What Happy People Know
By Dan Baker, Ph.D.

Sometimes I really enjoy reading a book that gets to the point quickly by pulling together a lot of widely known information. "What Happy People Know" is an easy, gentle read with a simple message: happier people become healthier people.

Dr. Baker explains the twelve qualities of happiness and the six happiness “tools” as well as the five happiness “traps.” These little lists are helpful in crystallizing key factors to be remembered by any reader.

Dr. Baker knows what he’s talking about. As director of the award-winning Life Enhancement Program at Canyon Ranch, he has devoted his life to teaching people how to be happy. In the book, co-authored by Cameron Stauth, Dr. Baker stresses the importance of appreciation in the happiness equation. He identifies and reviews the connection between contentment and spiritual awareness. I particularly liked the four deadly “sins” which he has grouped together in an acronym, VERBs: Victimization; Entitlement; Rescue; and Blame. These are like happiness vampires that will suck the joy right out of your life.

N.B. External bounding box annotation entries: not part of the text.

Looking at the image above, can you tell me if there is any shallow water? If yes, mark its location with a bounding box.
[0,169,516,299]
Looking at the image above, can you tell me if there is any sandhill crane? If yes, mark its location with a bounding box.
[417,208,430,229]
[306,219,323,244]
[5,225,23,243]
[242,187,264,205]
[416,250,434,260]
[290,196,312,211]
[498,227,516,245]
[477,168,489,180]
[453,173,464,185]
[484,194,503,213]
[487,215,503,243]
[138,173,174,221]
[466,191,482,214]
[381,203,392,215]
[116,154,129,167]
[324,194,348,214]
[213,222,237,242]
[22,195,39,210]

There’s plenty of data offered to support the author’s thesis – graphs, percentages, studies – but the bulk of the book consists of first person accounts of meetings with his clients. These stories underscore and elucidate the prodigious, but easy to grasp, explanation of the brain, the back story of our emotions: how it develops, why it develops the way it does, and how the neural pathways established in early childhood affect an individual later in life.

Neurologists know so much more than they did twenty years ago. New research is released everyday. The bottom line on the brain stuff is this: use it or lose it. Those who search for meaning and purpose beyond the superficial in life seem to develop a quality Dr. Baker deems critical to being happy: wisdom.

Most everything in the book I had read or heard elsewhere and yet this simple book, with its simple message, hit home. You may already know this stuff intellectually, and a quick reminder of the basics is a good thing.

One can never be too happy. Or too wise.